In an optimal currency are the different components will react to interest rate changes the same way. But if we've got largely variable rate mortgages and other places have largely fixed rate then they won't react in the same manner. A change in rates will affect, for us, all paying a mortgage, for others only those considering new ones. Our reaction will thus be of greater amplitude.

Some new research on this more generally:

Business-cycle synchronisation is a key criterion for optimum currency areas. The standard argument is that membership in a common currency area becomes costly for any country whose national cycle diverges significantly from the common cycle.

We find that for most EMU member countries there is a tight correlation between the national cycle and the common cycle. At first sight it thus appears that, with the exception of Greece (and possibly Portugal), the standard optimum currency area criterion is fulfilled. But our key argument is that it is not sufficient to look at correlation patterns. Countries that share the same business cycle might nevertheless experience quite different cyclical positions, and thus require a different monetary policy stance if the amplitude of the cycle is very different. We indeed find large systematic differences in the amplitude of national cycles and the degree to which the national cycle reacts to the common one, with many countries registering a ‘beta’ that is significantly different from one.

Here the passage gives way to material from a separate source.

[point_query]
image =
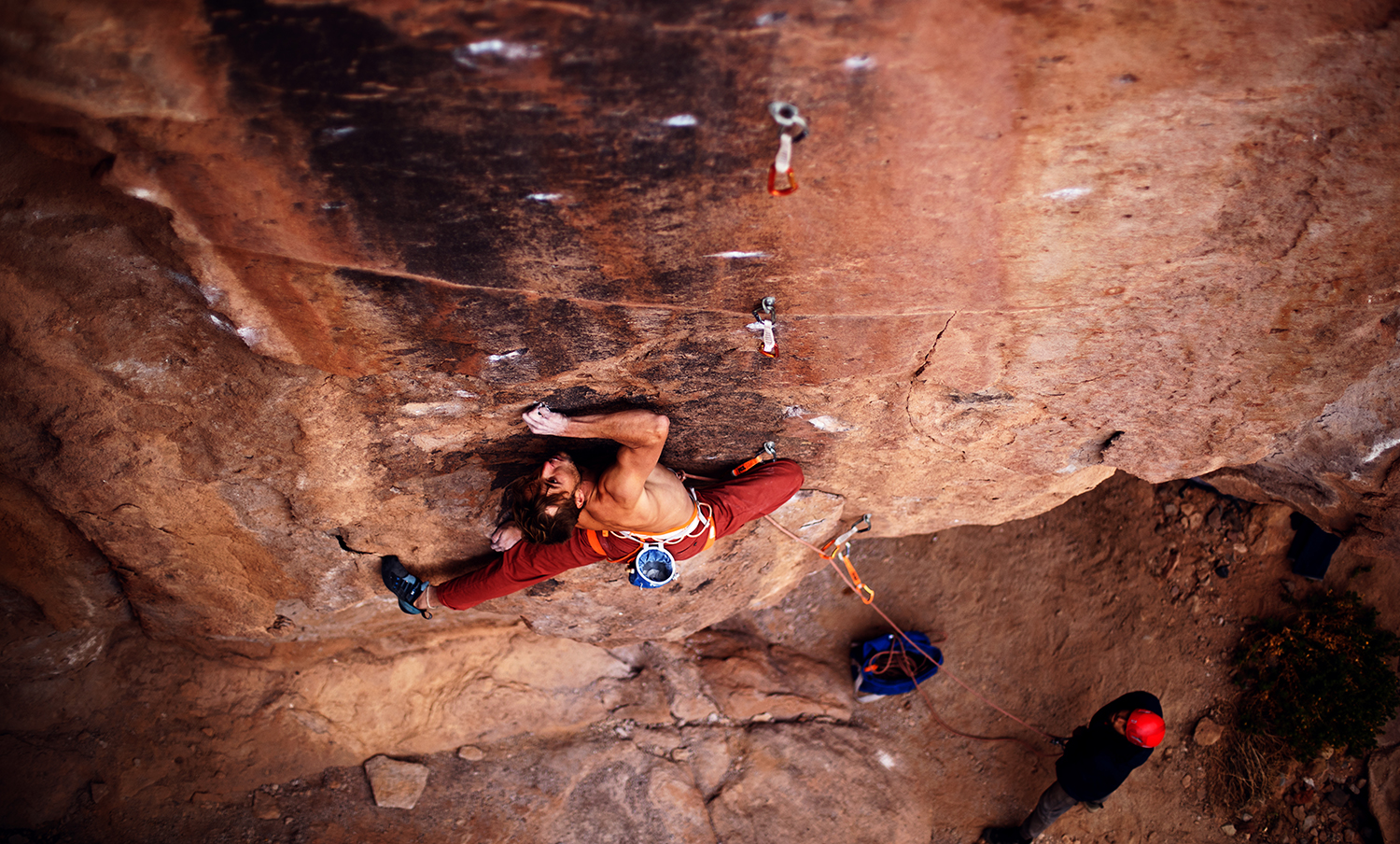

The practical conclusion for the Eurozone is that the main problem for the ECB might not be a de-synchronisation of cycles, for example between the core and the periphery. Instead, a more relevant problem in practice might be that individual countries have cycles that are tightly correlated, but of very different amplitudes, thus requiring at times a different monetary policy stance at the peak than at the trough. The more general conclusion is that a high degree of correlation is not a sufficient optimum currency area criterion. Having a beta that is close to one is equally important.

As it turns out, nor should anyone else have joined the euro either.